ولدت الكاتبة هنا عام 1934 في لفربول لعائلة في وضع صعب بسب التناقض بين الام التي كانت قد ارسلت لتنهي دراستها في بلجيكيا والاب الذي انقطع عن المدرسة في سن العاشرة وكان في الغالب عصبي المزاج وقد تعرض للافلاس في تزامن مع ولادة ابنته
There was, somehow, still a bit of money about, and the family lived in genteel Formby with its collection of golf clubs. Her father, "who did sums on the back of a brown envelope and whose office was the Kardomah Café," had put some of the money in Beryl's name, and she remembered as a child signing cheques. She and her brother Ian were sent to fee-paying schools (hers the Merchant Taylors' School, Liverpool) and when she was expelled, aged 14, from her day-school, for an incident that involved a copied-out rude limerick, she was sent to board at the Cone-Ripman stage school in the Rothschild mansion at Tring.
بعد طردها من المدرسة بسبب حادث اتهمت فيه برسم صورة مخلة للادب ارسلت لمدرسة داخليه وهي في سن الرابعة عشرة
At school she was good at history, English and art (she continued to paint all her life and made a painting to mark each of her books); but she was known as "Basher" Bainbridge, as she got into a lot of fights.
دخلت في عراكات كثيرة
"I wasn't undisciplined," she told Wroe, "but I think I was pretty outspoken and my mother very sensibly realised that I was a show-off. But I had to be, with the circumstances at home – that's how I kept the peace. So because of this she got me into "Children's Hour."
She got involved with a Communist family and joined the Young Communist League, which her left-wing father tolerated until, at a Paul Robeson concert, "I got hit on my shoulder by mistake with a police truncheon." She was a founder member of Charter 88, supported Ken Livingstone for Mayor of London and was a life-long Labour voter, though in 2002 she said, "I do find most politics a bit ridiculous now."
انضمت للحزب الشيوعي وتعرضت لاصابة في كتفها في احد الاحتفالات ثم تحولت لحزب العمل
After a year at Tring she acted in rep in Liverpool (the subject of An Awfully Big Adventure, 1989) and Dundee and was seldom out of work for the next six years. In Dundee she showed that she was a natural actress, didn't need much rehearsal, and began to cultivate her bohemian side, wearing an old Burberry coat. She also became a Catholic. "I tried to be Jewish first" she told Wroe, "but they wouldn't have me."

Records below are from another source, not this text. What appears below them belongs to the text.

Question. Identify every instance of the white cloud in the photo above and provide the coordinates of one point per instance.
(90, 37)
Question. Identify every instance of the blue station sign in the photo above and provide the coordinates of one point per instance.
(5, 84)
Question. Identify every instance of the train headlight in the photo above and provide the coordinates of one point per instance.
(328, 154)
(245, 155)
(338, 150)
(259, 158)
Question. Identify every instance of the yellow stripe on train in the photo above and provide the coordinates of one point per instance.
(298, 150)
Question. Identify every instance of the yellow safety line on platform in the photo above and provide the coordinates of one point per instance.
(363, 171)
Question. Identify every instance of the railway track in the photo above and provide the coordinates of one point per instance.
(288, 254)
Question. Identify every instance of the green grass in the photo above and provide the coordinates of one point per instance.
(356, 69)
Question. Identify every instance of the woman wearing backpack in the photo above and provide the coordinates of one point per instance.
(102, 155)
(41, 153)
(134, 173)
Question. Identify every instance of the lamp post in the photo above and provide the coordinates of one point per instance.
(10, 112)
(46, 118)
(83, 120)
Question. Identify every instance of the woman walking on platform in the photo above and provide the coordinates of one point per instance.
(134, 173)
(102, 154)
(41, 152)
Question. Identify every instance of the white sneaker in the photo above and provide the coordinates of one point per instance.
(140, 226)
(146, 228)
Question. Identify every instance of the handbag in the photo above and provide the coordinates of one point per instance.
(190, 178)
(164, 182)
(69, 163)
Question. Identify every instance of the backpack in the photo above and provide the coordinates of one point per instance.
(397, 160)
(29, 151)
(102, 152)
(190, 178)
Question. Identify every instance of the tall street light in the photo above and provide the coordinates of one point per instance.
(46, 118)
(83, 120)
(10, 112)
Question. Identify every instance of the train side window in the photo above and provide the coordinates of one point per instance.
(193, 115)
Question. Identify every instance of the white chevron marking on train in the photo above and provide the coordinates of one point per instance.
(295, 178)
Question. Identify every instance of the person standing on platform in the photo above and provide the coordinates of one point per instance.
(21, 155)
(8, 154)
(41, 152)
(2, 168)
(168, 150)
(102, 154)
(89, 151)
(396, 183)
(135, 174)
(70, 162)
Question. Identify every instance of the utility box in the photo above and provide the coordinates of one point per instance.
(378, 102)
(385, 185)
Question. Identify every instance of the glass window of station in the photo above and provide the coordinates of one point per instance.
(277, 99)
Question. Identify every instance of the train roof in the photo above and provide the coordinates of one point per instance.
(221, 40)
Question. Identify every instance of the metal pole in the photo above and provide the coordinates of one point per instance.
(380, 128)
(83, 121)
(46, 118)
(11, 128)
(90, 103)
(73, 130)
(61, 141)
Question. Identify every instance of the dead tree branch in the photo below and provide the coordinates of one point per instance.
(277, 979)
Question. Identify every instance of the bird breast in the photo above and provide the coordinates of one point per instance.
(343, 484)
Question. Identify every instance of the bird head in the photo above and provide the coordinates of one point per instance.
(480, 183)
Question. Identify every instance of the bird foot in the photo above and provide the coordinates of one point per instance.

حاولت ان اتحول الى اليهودية ولكنهم رفضوني
Though influenced by Greene and Waugh, she became disaffected when "the whole church went bananas and you could do what you liked... I wanted hell fire and all that. I occasionally still go to mass and I like the ritual, but I have read so many medical and scientific books that the idea of God in the bright blue sky is now difficult."
Her childhood was decidedly unhappy; her class-conscious mother was discontented with her working-class husband, who was moody, dictatorial, and bad-tempered, and the couple often clashed.
كانت طفولتها غير سعيدة وكانت امها تتعارك مع والدها الذي كان دكتاتوري وشيء الطباع والمزاج
However, she ran away to London the next year.
هربت من المدرسة الداخلية وهي في سن الخامسة عشرة الى لندن
After her divorce from Davies in 1959, Bainbridge held various jobs, including a stint in a wine bottling company, which inspired The Bottle Factory Outing.